23.04.2019 08:00 di Bruno Rosati   Vedi letture
Malonga al Dall’Ara
Malonga al Dall’Ara

Caro Cesena, “fermati un istante / parla chiaro / come non hai fatto mai. / Dimmi un po’ chi sei”.
Sono passati cinque giorni da quell’indecifrabile pareggio di Teramo. L’amarezza a seguito della rete messa a segno da Candellori non si è ancora affievolita. Nemmeno in questi giorni di festa. Nemmeno dopo il compleanno del nostro amato Cesena, il primo dopo la rinascita.

“Quanta gente ho incontrato io, / quante storie, quante compagnie”. E in settantanove anni non potrebbe essere altrimenti. In questo lasso di tempo ne sono occorse di vicende, tutte meritevoli di essere narrate. Risultati sportivi ed episodi lontani dal rettangolo verde che hanno permesso a coloro che ne sono stati spettatori di conoscersi, stringere legami, intrecciare le proprie vite e continuare a diffondere la passione per il Cavalluccio.
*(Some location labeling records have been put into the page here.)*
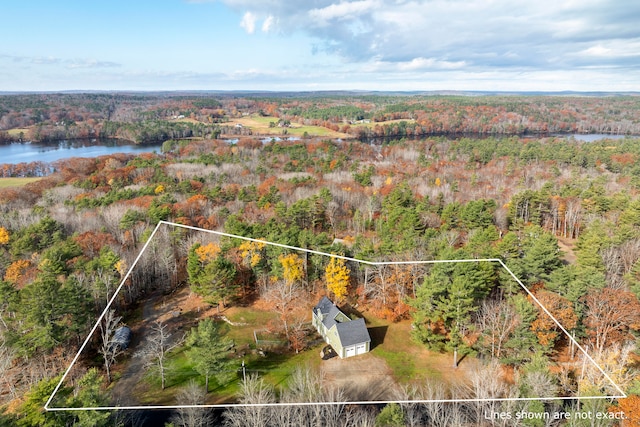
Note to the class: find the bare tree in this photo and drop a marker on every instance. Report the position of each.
(253, 391)
(158, 344)
(496, 320)
(188, 415)
(109, 348)
(6, 361)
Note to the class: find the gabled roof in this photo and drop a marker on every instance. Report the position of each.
(324, 306)
(350, 332)
(353, 332)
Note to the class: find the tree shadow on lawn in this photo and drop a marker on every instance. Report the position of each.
(377, 334)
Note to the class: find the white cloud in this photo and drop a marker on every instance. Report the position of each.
(268, 24)
(248, 22)
(343, 10)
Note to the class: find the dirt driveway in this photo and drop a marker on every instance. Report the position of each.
(364, 378)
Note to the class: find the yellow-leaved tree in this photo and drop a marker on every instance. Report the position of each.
(208, 252)
(251, 252)
(292, 268)
(4, 236)
(337, 277)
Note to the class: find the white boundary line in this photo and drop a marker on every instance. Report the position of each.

Caro Cesena, “apro le mie mani per riceverti / ma un pensiero mi porta via”. È quel pensiero che ammorba le menti di noi tutti, non nascondiamocelo. È il timore di non riuscire a tagliare il traguardo, un tarlo che diviene sempre più ossessivo più ci si avvicina alla conclusione di questa stagione.
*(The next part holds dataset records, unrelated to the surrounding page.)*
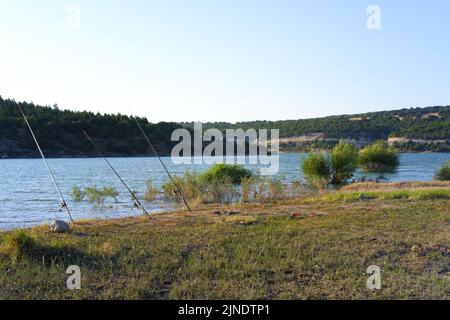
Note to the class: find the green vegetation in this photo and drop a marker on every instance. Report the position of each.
(317, 169)
(15, 245)
(94, 195)
(220, 171)
(431, 123)
(378, 157)
(443, 174)
(302, 251)
(151, 192)
(337, 168)
(343, 161)
(425, 194)
(60, 132)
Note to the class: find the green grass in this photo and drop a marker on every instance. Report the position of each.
(443, 173)
(424, 194)
(261, 253)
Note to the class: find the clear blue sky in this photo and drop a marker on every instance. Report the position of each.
(217, 60)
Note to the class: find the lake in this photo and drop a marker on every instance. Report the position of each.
(28, 197)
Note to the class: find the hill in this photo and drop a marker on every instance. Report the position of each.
(60, 131)
(414, 129)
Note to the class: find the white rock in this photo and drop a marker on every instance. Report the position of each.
(59, 226)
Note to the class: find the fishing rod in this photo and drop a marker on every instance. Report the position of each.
(117, 174)
(178, 190)
(63, 201)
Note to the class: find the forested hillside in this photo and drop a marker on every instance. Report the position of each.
(421, 123)
(60, 133)
(423, 129)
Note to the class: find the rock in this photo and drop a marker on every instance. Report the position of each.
(59, 226)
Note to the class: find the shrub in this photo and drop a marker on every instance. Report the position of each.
(151, 193)
(443, 174)
(94, 195)
(190, 185)
(378, 157)
(219, 171)
(276, 189)
(344, 161)
(317, 170)
(77, 194)
(16, 244)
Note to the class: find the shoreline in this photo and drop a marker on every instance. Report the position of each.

Caro Cesena, “la tua paura è anche un po’ la mia”.  Non parlare di gufi, di sobillatori. Noi siamo con te. Lo siamo sempre stati e lo rimaniamo ora che occorre stringere i denti. “Forse noi dobbiamo ancora crescere. / Forse è un alibi, è una bugia”, e allora continuiamo a farlo assieme, così come abbiamo fatto per settantanove lunghi anni. Proseguiamo così, gli uni al fianco degli altri.
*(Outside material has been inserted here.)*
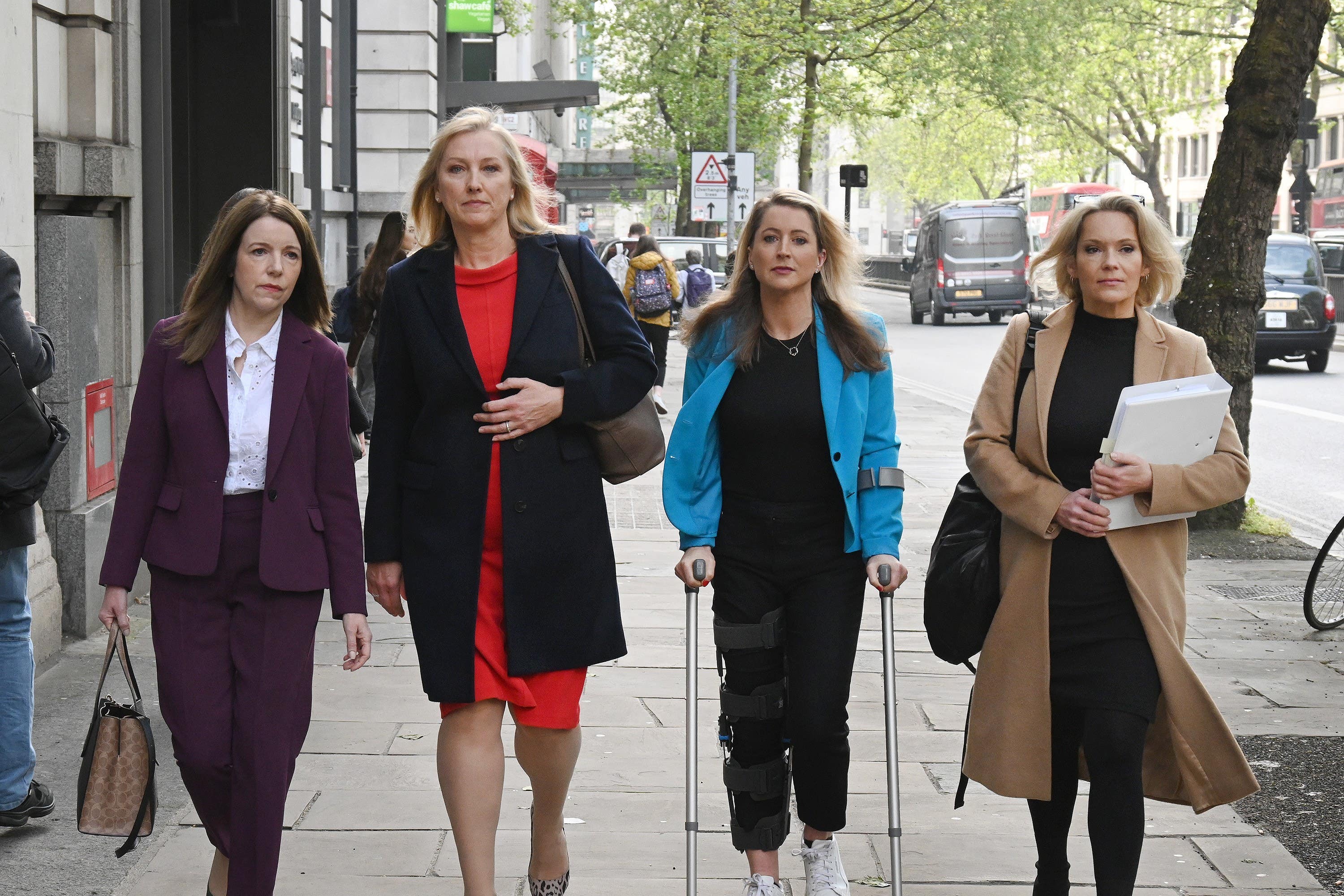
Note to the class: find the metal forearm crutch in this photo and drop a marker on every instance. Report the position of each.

Caro Cesena, continua a scrivere questa tua, nostra, storia importante! Te lo chiediamo oggi, ad otto anni di distanza esatti da quando tramortivi il Bologna al Dall’Ara grazie alle gemme di Giaccherini e Malonga. Supera le tue perplessità! Noi siamo qui, apriamo le nostre braccia per riceverti, sorvolando la mestizia per queste ultime settimane sotto tono.
Caro Cesena, torna ad essere veramente grande come sei sempre stato.